The government, then, claims that defendants can’t have access to data collected using Section 215. They base that claim on the absence of any language in the Section 215 statute, akin to that found in FISA content collection statutes, providing for formal notice to defendants.
But at least in the case of the phone dragnet, that stance appears to put them in violation of the dragnet minimization procedures. That’s because since at least September 3, 2009 and continuing through the last dragnet order released (note, ODNI seems to be taking their time on releasing the March 28 order), the minimization procedures have explicitly provided a way to make the query results available for discovery. Here’s the language from 2009.
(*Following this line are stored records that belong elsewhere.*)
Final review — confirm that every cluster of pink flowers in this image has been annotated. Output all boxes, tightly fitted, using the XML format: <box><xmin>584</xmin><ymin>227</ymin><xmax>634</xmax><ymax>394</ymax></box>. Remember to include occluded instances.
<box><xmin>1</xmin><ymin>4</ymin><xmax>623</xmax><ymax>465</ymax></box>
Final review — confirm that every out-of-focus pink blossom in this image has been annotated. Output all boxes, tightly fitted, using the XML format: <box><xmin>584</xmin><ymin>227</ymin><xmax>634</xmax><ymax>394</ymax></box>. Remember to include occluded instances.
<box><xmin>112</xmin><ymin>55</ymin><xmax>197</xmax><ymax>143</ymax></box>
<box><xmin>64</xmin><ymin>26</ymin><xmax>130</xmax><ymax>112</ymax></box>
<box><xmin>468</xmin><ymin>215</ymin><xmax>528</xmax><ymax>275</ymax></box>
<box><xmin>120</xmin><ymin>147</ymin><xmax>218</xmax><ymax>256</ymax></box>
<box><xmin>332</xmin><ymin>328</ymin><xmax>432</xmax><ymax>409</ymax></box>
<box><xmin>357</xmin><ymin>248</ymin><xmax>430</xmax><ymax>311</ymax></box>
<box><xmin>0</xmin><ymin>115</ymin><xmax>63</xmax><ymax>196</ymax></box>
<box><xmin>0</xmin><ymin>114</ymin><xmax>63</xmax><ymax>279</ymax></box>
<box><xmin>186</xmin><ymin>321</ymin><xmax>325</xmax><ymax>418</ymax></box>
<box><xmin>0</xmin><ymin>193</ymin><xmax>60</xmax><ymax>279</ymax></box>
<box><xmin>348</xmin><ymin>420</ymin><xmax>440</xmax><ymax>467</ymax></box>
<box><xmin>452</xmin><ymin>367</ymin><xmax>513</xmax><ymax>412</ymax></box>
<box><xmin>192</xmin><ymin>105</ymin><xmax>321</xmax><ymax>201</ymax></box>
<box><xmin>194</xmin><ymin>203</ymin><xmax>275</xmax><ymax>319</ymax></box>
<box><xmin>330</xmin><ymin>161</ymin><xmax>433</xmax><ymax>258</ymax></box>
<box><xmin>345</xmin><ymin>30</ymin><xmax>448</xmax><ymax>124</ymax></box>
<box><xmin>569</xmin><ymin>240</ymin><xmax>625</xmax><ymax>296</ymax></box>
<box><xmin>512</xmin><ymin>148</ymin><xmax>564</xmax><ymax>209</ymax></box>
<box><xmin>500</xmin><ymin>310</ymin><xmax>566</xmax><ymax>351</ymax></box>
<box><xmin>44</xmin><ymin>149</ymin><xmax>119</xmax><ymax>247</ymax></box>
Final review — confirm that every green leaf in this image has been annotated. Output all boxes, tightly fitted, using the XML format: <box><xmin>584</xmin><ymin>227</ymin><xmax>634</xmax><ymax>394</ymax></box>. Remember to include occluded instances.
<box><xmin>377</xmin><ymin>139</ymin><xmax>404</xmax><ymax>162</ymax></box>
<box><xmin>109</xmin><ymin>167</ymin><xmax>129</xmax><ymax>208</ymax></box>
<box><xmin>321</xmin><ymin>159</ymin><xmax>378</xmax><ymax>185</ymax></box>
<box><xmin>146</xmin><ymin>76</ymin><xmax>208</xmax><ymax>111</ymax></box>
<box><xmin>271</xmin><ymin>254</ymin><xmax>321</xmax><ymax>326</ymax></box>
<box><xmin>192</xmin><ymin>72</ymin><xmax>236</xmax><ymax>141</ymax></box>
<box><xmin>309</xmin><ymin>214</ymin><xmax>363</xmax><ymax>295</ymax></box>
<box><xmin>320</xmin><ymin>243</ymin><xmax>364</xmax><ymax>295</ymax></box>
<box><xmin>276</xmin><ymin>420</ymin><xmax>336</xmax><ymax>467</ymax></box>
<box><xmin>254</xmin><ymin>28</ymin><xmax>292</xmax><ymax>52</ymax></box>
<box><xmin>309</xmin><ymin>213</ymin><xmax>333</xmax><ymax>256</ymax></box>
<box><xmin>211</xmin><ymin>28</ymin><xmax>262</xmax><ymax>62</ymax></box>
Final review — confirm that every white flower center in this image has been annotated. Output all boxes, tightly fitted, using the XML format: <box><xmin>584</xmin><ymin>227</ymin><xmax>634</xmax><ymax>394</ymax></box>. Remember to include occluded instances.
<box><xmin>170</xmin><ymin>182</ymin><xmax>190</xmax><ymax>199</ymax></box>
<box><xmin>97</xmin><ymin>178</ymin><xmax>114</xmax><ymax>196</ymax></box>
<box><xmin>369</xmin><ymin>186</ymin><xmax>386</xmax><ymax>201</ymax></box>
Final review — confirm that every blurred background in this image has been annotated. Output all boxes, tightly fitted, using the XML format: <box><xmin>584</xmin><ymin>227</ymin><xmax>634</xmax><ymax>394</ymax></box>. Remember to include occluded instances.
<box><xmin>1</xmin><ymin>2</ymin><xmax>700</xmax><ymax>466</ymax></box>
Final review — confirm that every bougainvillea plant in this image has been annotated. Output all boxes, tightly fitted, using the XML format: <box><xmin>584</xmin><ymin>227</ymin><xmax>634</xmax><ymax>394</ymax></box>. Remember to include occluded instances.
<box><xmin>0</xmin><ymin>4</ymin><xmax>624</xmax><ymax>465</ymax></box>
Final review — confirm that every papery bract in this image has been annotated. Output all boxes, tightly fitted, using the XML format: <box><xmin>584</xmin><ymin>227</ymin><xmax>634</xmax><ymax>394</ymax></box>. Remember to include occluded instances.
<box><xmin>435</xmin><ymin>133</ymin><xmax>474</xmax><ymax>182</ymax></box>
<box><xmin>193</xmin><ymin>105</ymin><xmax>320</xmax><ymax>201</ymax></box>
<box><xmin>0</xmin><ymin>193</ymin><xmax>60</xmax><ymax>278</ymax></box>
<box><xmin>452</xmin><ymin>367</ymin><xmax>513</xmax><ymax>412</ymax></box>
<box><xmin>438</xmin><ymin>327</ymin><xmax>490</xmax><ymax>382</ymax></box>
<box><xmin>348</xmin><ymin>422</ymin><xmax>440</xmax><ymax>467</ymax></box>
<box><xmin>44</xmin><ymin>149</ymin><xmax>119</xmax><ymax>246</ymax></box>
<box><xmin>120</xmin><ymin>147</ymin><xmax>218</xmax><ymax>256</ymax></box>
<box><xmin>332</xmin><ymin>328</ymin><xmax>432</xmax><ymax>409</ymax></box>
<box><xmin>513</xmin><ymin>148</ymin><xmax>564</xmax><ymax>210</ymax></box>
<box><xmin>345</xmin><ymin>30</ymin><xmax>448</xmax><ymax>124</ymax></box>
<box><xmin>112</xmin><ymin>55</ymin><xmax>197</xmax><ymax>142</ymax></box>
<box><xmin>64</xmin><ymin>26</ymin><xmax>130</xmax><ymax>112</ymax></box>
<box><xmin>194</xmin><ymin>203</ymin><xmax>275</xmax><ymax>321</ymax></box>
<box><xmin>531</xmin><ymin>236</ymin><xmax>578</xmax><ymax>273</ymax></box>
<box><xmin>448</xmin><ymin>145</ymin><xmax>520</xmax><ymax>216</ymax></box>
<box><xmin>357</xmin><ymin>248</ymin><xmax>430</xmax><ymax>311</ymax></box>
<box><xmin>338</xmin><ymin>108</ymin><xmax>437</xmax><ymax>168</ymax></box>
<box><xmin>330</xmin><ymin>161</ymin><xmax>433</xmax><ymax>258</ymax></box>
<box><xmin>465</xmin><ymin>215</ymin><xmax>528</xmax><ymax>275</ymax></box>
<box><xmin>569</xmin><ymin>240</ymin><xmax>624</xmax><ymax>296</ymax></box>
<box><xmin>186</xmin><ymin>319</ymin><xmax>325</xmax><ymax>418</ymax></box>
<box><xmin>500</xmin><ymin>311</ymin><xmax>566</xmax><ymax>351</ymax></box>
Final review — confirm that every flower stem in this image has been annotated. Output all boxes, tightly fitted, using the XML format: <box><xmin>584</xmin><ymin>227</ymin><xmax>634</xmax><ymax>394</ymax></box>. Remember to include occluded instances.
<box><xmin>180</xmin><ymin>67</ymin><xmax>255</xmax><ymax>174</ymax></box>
Notwithstanding the above requirements, NSA may share information derived from the BR metadata, including U.S. person identifying information, with Executive Branch personnel in order to enable them to determine whether the information contains exculpatory or impeachment information or is otherwise discoverable in legal proceedings.
The government routinely points to these very same minimization procedures to explain why it can’t provide information to Congress or other entities. But if the minimization procedures trump other statutes to justify withholding information, surely they must have the weight of law for disclosure to criminal defendants. And all that’s before you consider the Brady and Constitutional reasons that should trump the government’s interpretation as well.
Using the formulation the government always uses when making claims about the dragnet’s legality, on at least 21 occasions, FISC judges have envisioned discovery to be part of the minimization procedures with which the government must comply. At least 7 judges have premised their approval of the dragnet, in part, on the possibility exculpatory information may be shared in discovery.
Now, there is a limit to the discovery envisioned by these 21 FISA orders; this discovery language, in the most recently published order, reads:
Notwithstanding the above requirements, NSA may share results from intelligence analysis queries of the BR metadata, including U.S. person identifying information, with Executive Branch personnel (1) in order to enable them to determine whether the information contains exculpatory or impeachment information or is otherwise discoverable in legal proceedings …
That is, this discovery language only includes the “results from intelligence analysis queries.” It doesn’t permit new queries of the entire database, a point the government makes over and over. But in the case of the Marathon bombing, we know the queries have been run, because Executive Branch officials have been bragging about the queries they did after the bombing that gave them “peace of mind.”
Those query results are there, and the FISC judges explicitly envisioned the queries to be discoverable. And yet the government, in defiance of the minimization procedures they claim are sacred, refuse to comply.